Here is another tragic story about drunk-driving illegal aliens killing a young American, in this case Josh George (pictured) of Bluffton, South Carolina.
The 17-year-old high school student was struck apparently by a carload of of illegal aliens as he was driving home from the prom and died three days later in a Savannah hospital.
The identity of the driver remains unclear. The police arrested an illegal Mexican, Juan Roman, aka Juan Olague Rodriquez, but the DNA evidence on the beer cans in the vehicle didn't match up. So the guy is going to be deported rather than prosecuted. He lived in a house with several others who have since left town.
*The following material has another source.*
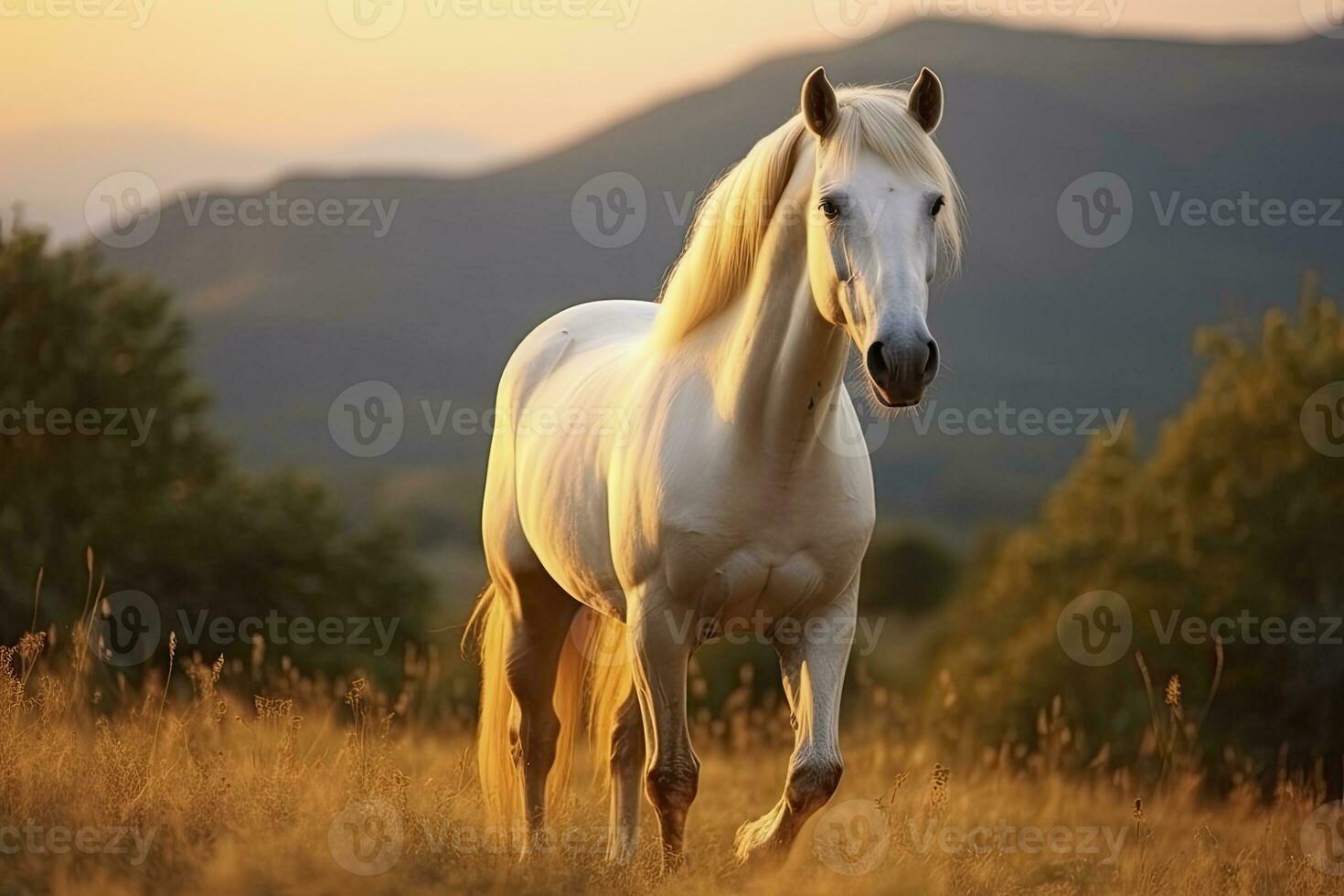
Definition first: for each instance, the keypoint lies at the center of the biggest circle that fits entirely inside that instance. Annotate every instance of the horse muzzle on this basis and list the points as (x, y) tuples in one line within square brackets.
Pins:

Investigators believe three men were inside the Subaru that night. The trio had been drinking at Palomas, a predominately Hispanic bar off S.C. 46.
All of the people living in the Vista View home left within two days of the fatal wreck, leaving police with two unknown DNA profiles and no witnesses.
Their employer, a local painting company, began checking their immigration status the following Monday. The landlord told police the group had moved out quickly and he had no idea where they went.
Police and prosecutors remain interested in finding them.
"We've spent the better part of two-and-a-half months trying to locate them to no avail," McAllister said.
Authorities aren't even sure if the names they provided are real.
"That's an ongoing challenge with undocumented immigrants," Stone said.
The DNA profiles gathered from the beer cans inside the car will be loaded into a national database, in case the two other men in the car are ever involved in a crime.
[Solicitor drops charges against man first suspected in crash that killed Josh George, Island Packet, July 16, 2009]
Hopefully the real killer will be caught at some point through the DNA evidence. But that won't change the loss of a young man with his whole life ahead of him in a totally preventable crime.
The fatal wreck stunned the community because it claimed the life of what Josh George's high school principal called a "top-shelf kid." George was a gifted student and captain of the varsity soccer team.
His family had known tragedy before.
George's father died in 2001 when the F-16 he was piloting crashed near Edwards Air Force Base in California. Father and son are buried next to one another in Huntington, W.Va.